Alors ça l'enrogne, mets-toi à sa place. Une nana qui te montre sa chaglatte en plein bistrot, qui pousse le vice jusqu'à s'interpréter Ramona pour ton plus grand plaisir, et v'là un trou-de-balle de routier qui largue son camion de mes fesses pour te flanquer son blouson devant la rétine, bordel de merde. Ah, mais que non ! Alors le Mastar se lève et, comme une auto mate, assure-t-il, va emparer le blouson au routier et le dépose sur une autre chaise.

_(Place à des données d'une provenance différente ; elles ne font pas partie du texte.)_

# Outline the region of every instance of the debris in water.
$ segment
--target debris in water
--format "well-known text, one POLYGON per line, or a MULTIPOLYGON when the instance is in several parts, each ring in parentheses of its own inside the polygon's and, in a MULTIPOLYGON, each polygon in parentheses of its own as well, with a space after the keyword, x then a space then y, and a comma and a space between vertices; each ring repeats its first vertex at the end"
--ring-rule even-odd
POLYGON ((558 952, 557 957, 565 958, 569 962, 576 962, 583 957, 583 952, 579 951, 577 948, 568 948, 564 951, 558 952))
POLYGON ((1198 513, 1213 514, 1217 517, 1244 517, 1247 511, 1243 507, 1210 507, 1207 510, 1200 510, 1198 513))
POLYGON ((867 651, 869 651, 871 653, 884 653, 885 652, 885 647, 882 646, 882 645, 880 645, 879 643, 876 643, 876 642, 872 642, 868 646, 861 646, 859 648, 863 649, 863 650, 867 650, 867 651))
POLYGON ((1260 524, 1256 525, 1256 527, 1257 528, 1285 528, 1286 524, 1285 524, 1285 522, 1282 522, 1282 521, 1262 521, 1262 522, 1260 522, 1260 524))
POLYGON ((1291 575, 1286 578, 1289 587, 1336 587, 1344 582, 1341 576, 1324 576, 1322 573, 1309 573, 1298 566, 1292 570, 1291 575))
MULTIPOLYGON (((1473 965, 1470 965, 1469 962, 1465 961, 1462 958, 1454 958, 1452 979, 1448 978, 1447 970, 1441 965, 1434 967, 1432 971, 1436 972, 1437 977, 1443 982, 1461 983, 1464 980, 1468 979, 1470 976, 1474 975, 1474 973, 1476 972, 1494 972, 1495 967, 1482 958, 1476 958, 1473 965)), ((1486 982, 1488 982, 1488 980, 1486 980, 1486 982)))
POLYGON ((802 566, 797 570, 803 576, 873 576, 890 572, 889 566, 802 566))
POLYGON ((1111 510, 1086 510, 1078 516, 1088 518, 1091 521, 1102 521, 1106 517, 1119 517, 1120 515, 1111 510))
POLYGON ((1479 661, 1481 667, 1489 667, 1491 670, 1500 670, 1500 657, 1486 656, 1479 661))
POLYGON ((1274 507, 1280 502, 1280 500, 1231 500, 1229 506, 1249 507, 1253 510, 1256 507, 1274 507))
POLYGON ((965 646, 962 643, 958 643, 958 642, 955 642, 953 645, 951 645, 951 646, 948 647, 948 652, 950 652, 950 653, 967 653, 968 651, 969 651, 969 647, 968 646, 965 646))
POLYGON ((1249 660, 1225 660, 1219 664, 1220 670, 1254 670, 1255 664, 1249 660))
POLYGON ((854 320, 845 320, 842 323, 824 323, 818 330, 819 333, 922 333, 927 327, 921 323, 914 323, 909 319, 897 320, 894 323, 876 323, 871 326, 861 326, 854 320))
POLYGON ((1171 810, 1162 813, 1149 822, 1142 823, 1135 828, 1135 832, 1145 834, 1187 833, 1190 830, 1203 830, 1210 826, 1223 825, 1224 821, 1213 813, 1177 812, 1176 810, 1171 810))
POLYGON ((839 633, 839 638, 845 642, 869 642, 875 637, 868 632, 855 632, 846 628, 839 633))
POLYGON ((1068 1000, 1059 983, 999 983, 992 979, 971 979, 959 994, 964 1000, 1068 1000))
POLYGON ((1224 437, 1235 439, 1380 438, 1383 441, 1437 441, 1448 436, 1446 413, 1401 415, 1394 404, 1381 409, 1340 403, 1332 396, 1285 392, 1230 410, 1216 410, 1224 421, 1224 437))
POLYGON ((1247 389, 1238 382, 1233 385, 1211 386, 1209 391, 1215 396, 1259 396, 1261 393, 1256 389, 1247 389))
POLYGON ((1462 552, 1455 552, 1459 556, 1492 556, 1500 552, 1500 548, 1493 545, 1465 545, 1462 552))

Et le routier qu'avait dû rouler toute la noye et trouvait de mauvais poil, prend la mouche. La discussion envenime. La castagne démarre. La branleuse s'enfuit. L'Apocalypse croit. Et Béru, le cher Béru ivre et vanné, se retrouve sur le trottoir.
Ma décision est aussitôt prise.
— Nous ne sommes pas des surhommes, Gros, seulement des hommes d'exception. Il faut absolument que nous dormions. On ne fera rien dé positif tant qu'on n'aura pas récupéré.
Justement, un mignon petit hôtel est là, très près, avec deux palmiers devant sa porte et des volets verts.
Je vais y implorer trois chambres.
Elles nous sont accordées au bénéfice du doute.
Te dire mon rêve serait trop compliqué. Et puis ça ferait remplissage dans un bouquin tellement nourri que ie vais devoir le mettre à la diète.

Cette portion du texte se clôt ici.